After spending so many years as a writer, I get that my own creative process demands a few things – quiet, comfort, reflection. That’s me. Somebody else does it a different way. And we each define what we need in our own ways. When painting, “quiet” can mean listening to my favorite jazz tunes, “comfort” can be happy wearing a sweatshirt and a jacket on a chilly day when the heat isn’t working quite right, and “reflection” can be gazing out the window to see what’s happening in the street or looking at the leaves on a tree in the park with nothing else in mind. We all get to choose.
And it is our choices while we work on the Art that keep the Fear at bay.
Mind you, I’m just talking here about artists who actually do the work themselves.

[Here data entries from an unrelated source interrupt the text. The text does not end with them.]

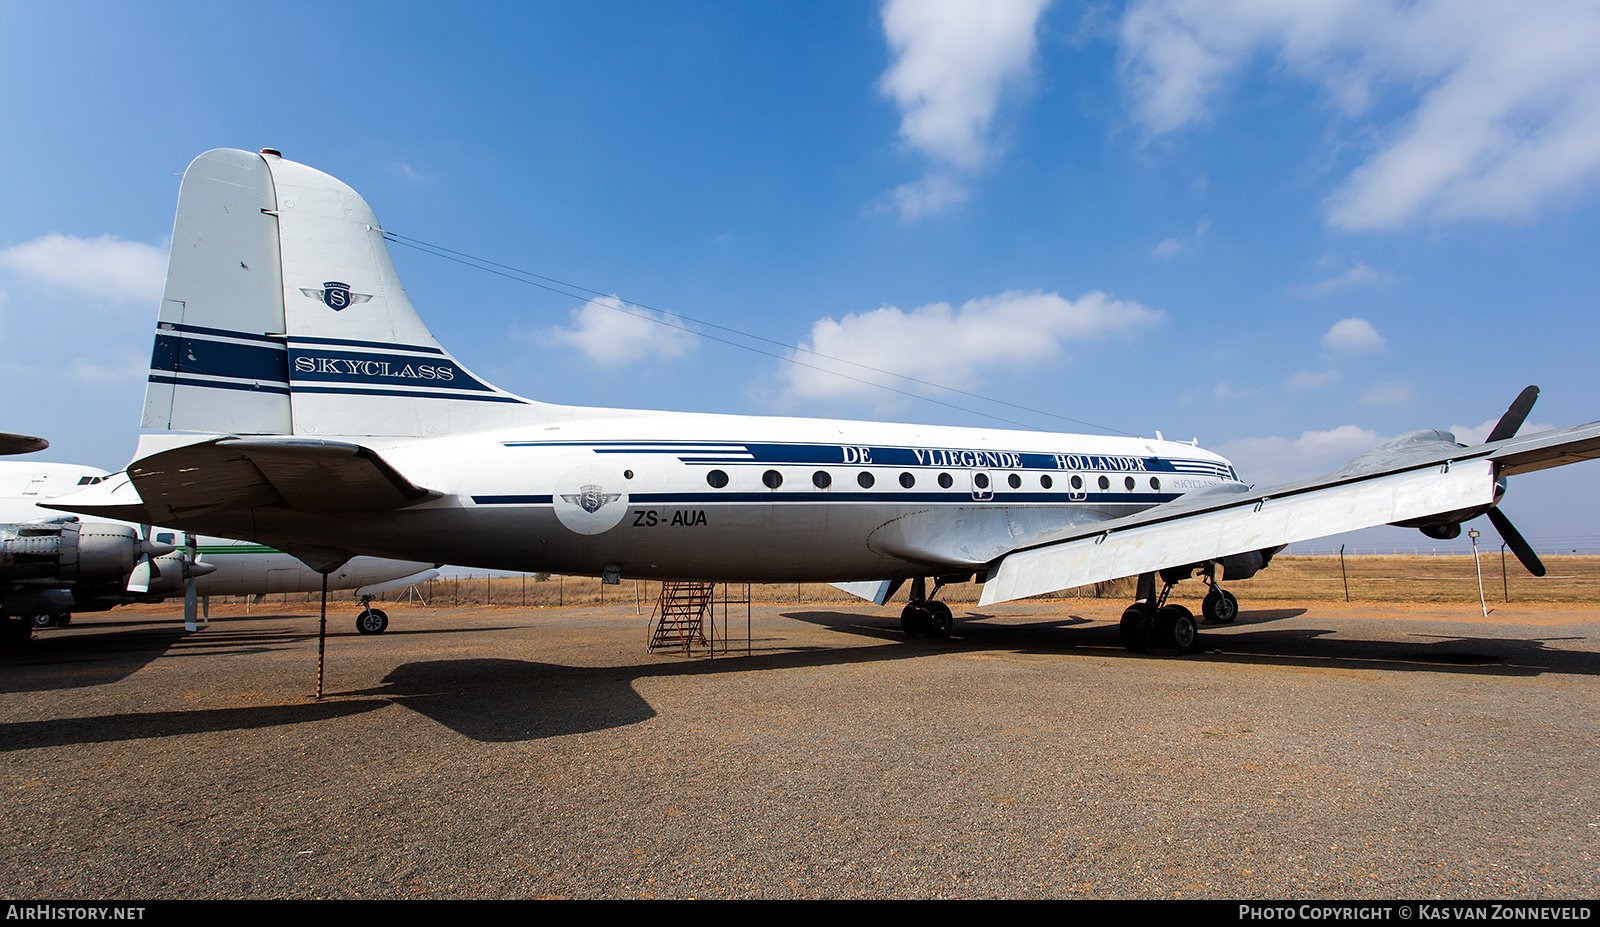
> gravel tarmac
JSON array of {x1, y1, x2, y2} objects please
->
[{"x1": 2, "y1": 598, "x2": 1597, "y2": 899}]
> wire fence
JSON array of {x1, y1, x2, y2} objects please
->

I’m not talking about the ones, many famous, who are like writers who outline their bestsellers and hire other people to write them. A pundit once said there should be a different word for tomatoes grown in a hot house that don’t taste at all like tomatoes grown in the garden.
For my money, we need different words for “writers” who don’t really write the books and “artists” who don’t really do the work. But that’s a different essay for another day.
Right now, I’m happy being the writer who writes her own material and the artist who paints her own pictures. I’d have a hard time doing either of them any other way. I know people, too, who’d rather spend time working on their own cars than take them to a mechanic. It might take longer, but for them, it’s a whole lot more gratifying.
In the introduction to their book, Art and Fear, Bayles and Orland say this:
THIS IS A BOOK ABOUT MAKING ART. Ordinary art. Ordinary art means something like: all art not made by Mozart. After all, art is rarely made by Mozart-like people — essentially (statistically speaking) there aren’t any people like that. But while geniuses may get made once-a-century or so, good art gets made all the time. Making art is a common and intimately human activity, filled with all the perils (and rewards) that accompany any worthwhile effort. The difficulties artmakers face are not remote and heroic, but universal and familiar. This, then, is a book for the rest of us.
And so it is. We are the many who count as “the rest of us.” I say this with a little pride. I’m not a joiner by nature, but I’m damned proud to be among “the rest of us” in the worlds of art and writing.